T224 – 1. L’évaluation de la preuve génétique dans l’ordre juridique suisse

a. Le potentiel de la preuve génétique
i. Les qualités scientifiques de la preuve par l’ADN
  • A l’image de la preuve dactyloscopique[1], la preuve génétique repose sur une science reconnue par le monde scientifique, sur le postulat que le profil génétique est individuel et se caractérise par sa nature hybride ainsi que par le potentiel probatoire à charge ou à décharge.
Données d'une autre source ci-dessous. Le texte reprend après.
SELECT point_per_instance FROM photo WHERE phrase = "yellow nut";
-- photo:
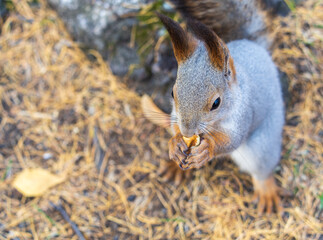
(192, 141)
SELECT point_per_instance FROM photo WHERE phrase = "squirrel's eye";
(216, 104)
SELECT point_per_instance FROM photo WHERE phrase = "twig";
(64, 214)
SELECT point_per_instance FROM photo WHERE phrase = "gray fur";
(251, 112)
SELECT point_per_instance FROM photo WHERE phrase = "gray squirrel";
(230, 96)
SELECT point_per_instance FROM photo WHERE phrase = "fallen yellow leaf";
(35, 182)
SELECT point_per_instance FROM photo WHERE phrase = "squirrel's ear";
(216, 48)
(183, 44)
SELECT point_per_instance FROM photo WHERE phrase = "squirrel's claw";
(266, 193)
(199, 155)
(177, 149)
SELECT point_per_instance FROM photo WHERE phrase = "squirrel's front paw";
(201, 154)
(177, 150)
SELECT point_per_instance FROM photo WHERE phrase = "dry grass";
(54, 101)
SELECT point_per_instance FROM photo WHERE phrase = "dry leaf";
(35, 182)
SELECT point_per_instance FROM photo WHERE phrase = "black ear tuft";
(214, 44)
(183, 45)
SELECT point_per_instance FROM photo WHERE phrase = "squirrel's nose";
(187, 132)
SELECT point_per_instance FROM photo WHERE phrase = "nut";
(193, 141)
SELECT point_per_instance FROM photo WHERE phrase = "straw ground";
(58, 108)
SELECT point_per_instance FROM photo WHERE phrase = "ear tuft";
(216, 48)
(183, 44)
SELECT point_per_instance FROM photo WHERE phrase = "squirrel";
(227, 94)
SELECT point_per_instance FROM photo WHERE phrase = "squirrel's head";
(205, 78)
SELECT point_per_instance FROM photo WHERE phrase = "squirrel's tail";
(233, 19)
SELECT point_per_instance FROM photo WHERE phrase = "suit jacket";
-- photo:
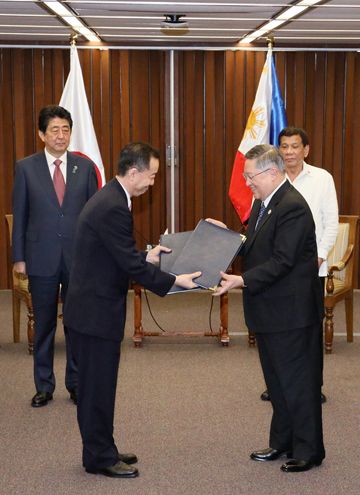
(42, 229)
(104, 261)
(283, 290)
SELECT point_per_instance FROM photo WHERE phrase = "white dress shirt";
(50, 161)
(317, 187)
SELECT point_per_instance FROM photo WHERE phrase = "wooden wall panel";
(216, 91)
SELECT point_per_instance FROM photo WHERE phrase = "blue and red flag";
(267, 118)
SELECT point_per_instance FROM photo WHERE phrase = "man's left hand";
(153, 255)
(229, 282)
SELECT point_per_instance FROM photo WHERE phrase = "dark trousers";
(98, 364)
(45, 296)
(292, 367)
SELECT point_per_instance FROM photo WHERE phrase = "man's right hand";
(20, 267)
(186, 280)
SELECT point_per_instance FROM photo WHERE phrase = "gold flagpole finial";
(270, 41)
(73, 38)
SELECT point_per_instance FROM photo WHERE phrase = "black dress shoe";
(41, 399)
(268, 454)
(297, 465)
(128, 458)
(265, 395)
(118, 470)
(73, 396)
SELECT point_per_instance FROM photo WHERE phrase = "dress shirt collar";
(267, 200)
(128, 197)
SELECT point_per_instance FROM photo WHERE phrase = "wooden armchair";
(20, 292)
(340, 279)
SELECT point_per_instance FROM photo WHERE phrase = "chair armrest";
(338, 267)
(20, 276)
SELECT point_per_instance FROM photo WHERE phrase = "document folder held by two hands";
(209, 249)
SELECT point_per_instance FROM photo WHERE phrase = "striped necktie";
(260, 214)
(59, 182)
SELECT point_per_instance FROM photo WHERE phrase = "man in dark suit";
(105, 260)
(283, 305)
(50, 190)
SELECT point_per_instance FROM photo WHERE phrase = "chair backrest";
(347, 235)
(9, 221)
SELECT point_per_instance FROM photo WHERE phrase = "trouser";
(291, 363)
(98, 364)
(45, 296)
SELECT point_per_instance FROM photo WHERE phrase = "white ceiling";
(332, 24)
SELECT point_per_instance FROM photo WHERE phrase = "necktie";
(261, 212)
(59, 183)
La triple caractéristique de l’ADN – unicité, pérennité et inaltérabilité –, la reconnaissance scientifique de la génétique et les qualités liées à la nature scientifique de la preuve dactyloscopique – applicable en grande partie par analogie à la preuve génétique – ayant fait l’objet d’exégèses étendues[2], nous ne reviendrons que brièvement sur ces points favorables.
  • Les avancées de la recherche en matière de génétique humaine avec pour point d’orgue la découverte de l’individualité de l’empreinte génétique ont eu pour conséquence l’intégration de cette science et de ces possibilités identificatoires lors du procès pénal[3]. Il est indéniable que les possibilités d’identifier une personne isolée grâce à son patrimoine génétique est une des grandes forces de certitude de la preuve ADN; ce d’autant que les années de pratique scientifique ne sont pas illustrées par des erreurs ou contradictions, contrairement aux années de pratiques judiciaires de ce moyen probatoire comme nous le verrons ci-après[4]. La preuve génétique en tant que preuve découlant d’une science a le mérite d’exister par elle-même et ne nécessite pas de concrétisation.
  • L’ADN est individuel parce que sa constitution influencée par l’hérédité est telle qu’il est impossible d’obtenir deux empreintes identiques, c’est une certitude qui découle de la nature même du monde sans influence d’acteurs humains. La seule faiblesse de cette preuve scientifique revient donc seulement à la phase de comparaison qui relève d’une interprétation, non pas de la science, mais des résultats obtenus[5]. Néanmoins, en tant que preuve hybride, la phase plus subjective de comparaison de l’identification ADN est contrebalancée par l’objectivité de la science et le respect des règles de l’art par l’expert.
  • Ainsi, sa mixité subjective et objective permet à la preuve génétique de s’intégrer au procès pénal en faisant parler des indices qui, sans expertise, resteraient muets alors même qu’ils apportent une pierre précieuse à l’édifice de la décision juridique et fournissent une information avec une valeur nettement supérieure à celle d’un témoignage[6].
  • Au surplus, la preuve ADN étant une preuve identificatoire, selon le résultat obtenu, elle appuie soit la thèse de la défense concernant l’innocence de l’accusé, soit les allégations de l’accusation quant à la culpabilité de ce dernier. Ainsi, le profil génétique a une double finalité, elle peut soutenir l’intime conviction du juge qui rend une décision de culpabilité, si d’autres indices convergent dans ce sens ou, en cas de doutes ou d’exclusion de l’implication de l’accusé dans la commission de l’acte délictuel, elle peut servir à maintenir l’innocence et à amener le juge à rendre une décision d’acquittement[7].